Segundo uma fonte ouvida pela Na Mira, um dos representantes das vítimas, que aparece de bermuda na imagem, também é policial militar. O PM, entretanto, é da reserva remunerada. O caso é investigado pela Delegacia de Repressão à Corrupção, vinculada ao Departamento de Combate à Corrupção e ao Crime Organizado (Decor).
Sérgio Roballo foi alvo de busca e apreensão no âmbito da operação Blackmail, deflagrada na quarta-feira (5/1). Conforme a coluna divulgou em primeira mão, os investigadores coletaram evidências as quais apontam que as vítimas foram coagidas.
O tenente-coronel teria atuado como porta-voz de um grupo formado pelas pessoas prejudicadas com a terceirização das vistorias. O valor exigido seria dividido entre os envolvidos e serviria para amenizar os prejuízos suportados pela alteração na prestação dos serviços.
Recentemente, o serviço de vistorias veiculares no Distrito Federal foi terceirizado, e passou a ser exercido por empresas credenciadas pelo Detran. Esse fato desagradou uma parcela dos atores anteriormente envolvidos.
O nome escolhido para a operação, o termo em inglês Blackmail, faz alusão a chantagem ou extorsão. O celular do tenente-coronel foi apreendido na operação e a reportagem não conseguiu localizar a defesa dele. O espaço permanece aberto para manifestações.
Veja imagens da operação:


Outro escândalo
Não é a primeira vez que o nome do policial é alvo de investigações. Em 2019, o Metrópoles revelou que o tenente-coronel respondeu a um procedimento na Corregedoria por suspeita de utilizar as dependências do 1º Batalhão de Trânsito da PMDF como escritório particular.

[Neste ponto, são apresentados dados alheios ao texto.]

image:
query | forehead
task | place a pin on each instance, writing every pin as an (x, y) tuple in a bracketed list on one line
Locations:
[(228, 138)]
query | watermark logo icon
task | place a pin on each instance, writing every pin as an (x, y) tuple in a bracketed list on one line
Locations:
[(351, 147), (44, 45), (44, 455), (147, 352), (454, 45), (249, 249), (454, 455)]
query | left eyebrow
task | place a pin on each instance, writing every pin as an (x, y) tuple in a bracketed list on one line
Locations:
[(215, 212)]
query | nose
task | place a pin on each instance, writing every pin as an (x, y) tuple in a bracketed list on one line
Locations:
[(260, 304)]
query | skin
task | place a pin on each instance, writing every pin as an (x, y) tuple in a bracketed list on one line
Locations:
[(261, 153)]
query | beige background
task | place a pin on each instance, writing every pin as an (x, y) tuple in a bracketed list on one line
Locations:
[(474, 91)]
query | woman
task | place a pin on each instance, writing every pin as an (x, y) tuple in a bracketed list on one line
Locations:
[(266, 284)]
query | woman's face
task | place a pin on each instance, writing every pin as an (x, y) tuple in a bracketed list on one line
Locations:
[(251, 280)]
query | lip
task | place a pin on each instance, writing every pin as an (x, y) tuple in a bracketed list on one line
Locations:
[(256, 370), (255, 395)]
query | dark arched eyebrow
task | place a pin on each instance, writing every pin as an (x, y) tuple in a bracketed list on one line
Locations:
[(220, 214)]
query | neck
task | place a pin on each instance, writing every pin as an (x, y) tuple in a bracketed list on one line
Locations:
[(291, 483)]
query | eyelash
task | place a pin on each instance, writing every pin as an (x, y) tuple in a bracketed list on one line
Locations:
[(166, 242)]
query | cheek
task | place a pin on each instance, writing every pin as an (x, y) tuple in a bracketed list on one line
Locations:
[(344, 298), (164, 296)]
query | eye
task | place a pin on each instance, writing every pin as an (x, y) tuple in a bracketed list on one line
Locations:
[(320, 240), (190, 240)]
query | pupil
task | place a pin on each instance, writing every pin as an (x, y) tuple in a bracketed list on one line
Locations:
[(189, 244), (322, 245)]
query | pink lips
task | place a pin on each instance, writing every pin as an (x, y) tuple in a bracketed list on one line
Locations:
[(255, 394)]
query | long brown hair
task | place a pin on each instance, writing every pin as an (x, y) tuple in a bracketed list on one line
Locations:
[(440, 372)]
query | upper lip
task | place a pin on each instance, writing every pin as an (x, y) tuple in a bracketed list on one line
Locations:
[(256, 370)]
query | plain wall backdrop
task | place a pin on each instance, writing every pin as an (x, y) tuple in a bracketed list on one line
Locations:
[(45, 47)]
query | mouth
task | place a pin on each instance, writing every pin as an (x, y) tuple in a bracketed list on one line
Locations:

Segundo o processo que tramitou na Auditoria Militar, Sérgio Roberto Roballo teria escalado PMs do Serviço Voluntário Gratificado (SVG) para, de forma terceirizada, fazer escolta motorizada em eventos ocorridos na cidade.
A PM também apurou se o oficial obteve vantagens indevidas em troca dos trabalhos. De acordo com os autos, ele teria comprado um imóvel de R$ 1 milhão, aquisição incompatível com o seu salário, que é de R$ 17.142.
Outro crime militar atribuído ao tenente-coronel é o uso indiscriminado de viaturas. Conforme consta no processo, ele teria utilizado um carro e uma moto da PMDF para fins particulares.
Os veículos não têm plotagem e integram a frota do Centro de Manutenção da instituição. O policial teria, inclusive, adulterado as placas identificadoras dos automóveis, segundo os autos.